Come riportato nel Bilancio dello Stato, le spese per la Difesa dello Stato ammontano, per l'anno 2009, a 20.299.000.852€, così ripartiti:
Per l'anno 2010 invece la spesa è ammontata a 20.364.430.855,00 €, di cui 18.575.700.000 destinati alla difesa e sicurezza del territorio, 59.700.000,00 alla ricerca e all'innovazione, 77.300.000,00 ai servizi istituzionali e generali delle amministrazioni pubbliche e 1.651.700.000 da ripartire. La spesa totale rispetto all'anno 2009 è aumentata dello 0,3%[8]
Secondo l'osservatorio MIL€X, la spesa legata al settore militare nell'anno 2016 è da attestarsi sui 23 miliardi e 103 milioni di euro.[9]

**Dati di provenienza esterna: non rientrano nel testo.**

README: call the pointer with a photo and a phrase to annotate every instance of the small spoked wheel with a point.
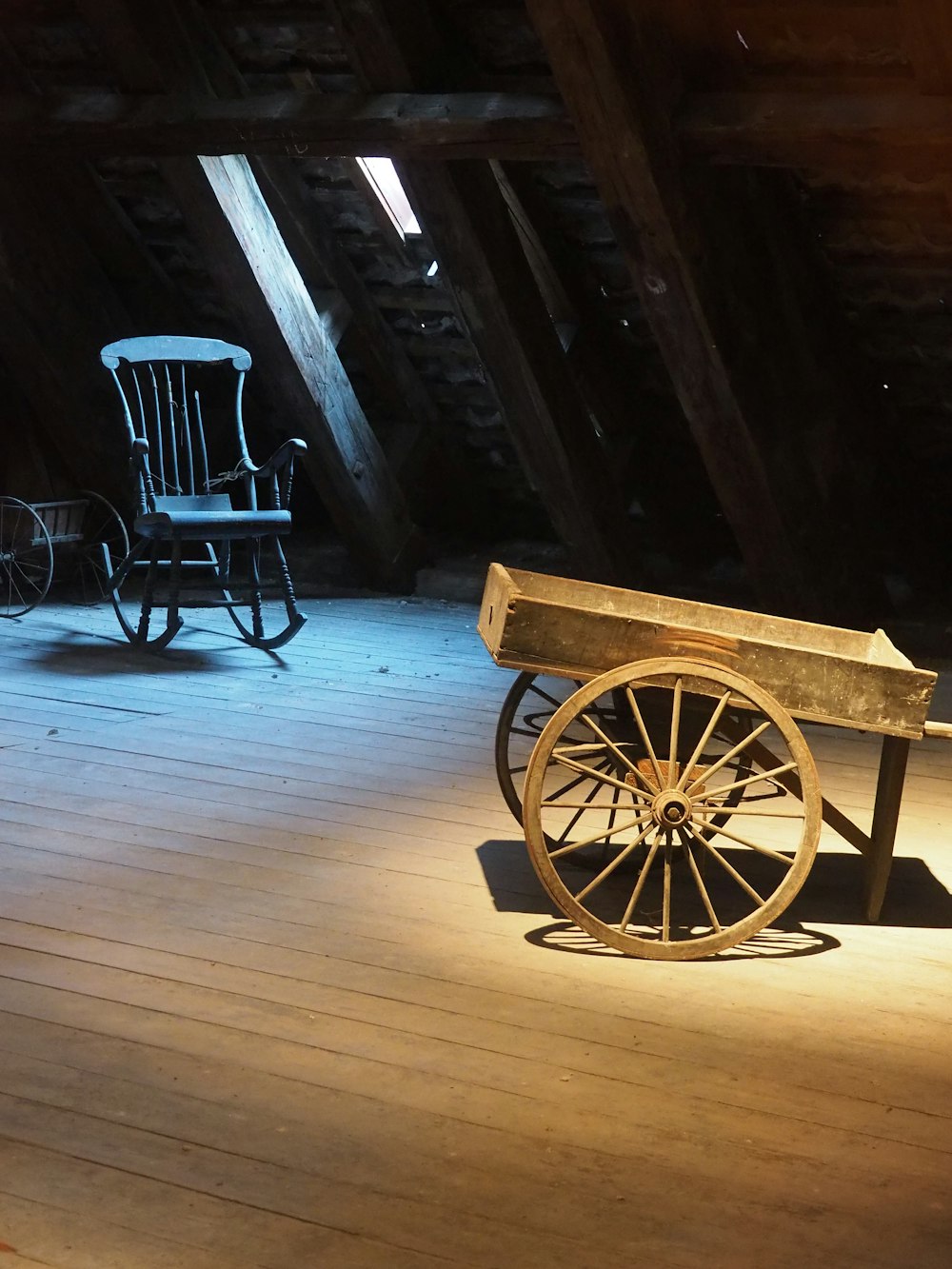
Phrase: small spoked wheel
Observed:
(528, 705)
(105, 545)
(26, 557)
(703, 807)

Secondo l'osservatorio SIPRI la spesa legata al settore militare nell'anno 2019 si attesta intorno ai 27,8 miliardi di dollari, pari all'1,3% del PIL nazionale. Tale importo permette all'Italia di collocarsi all'undicesimo posto tra i paesi con la maggiore spesa militare nel mondo e al quinto posto tra i paesi NATO (dietro solo a USA, Francia, Regno Unito e Germania).[3]
Nel 2020 l'Italia ha speso l'1,4% del PIL per la difesa, dato superiore sia alla media dell'Unione europea (1,3%) sia a quella della zona euro (1,3%).[4]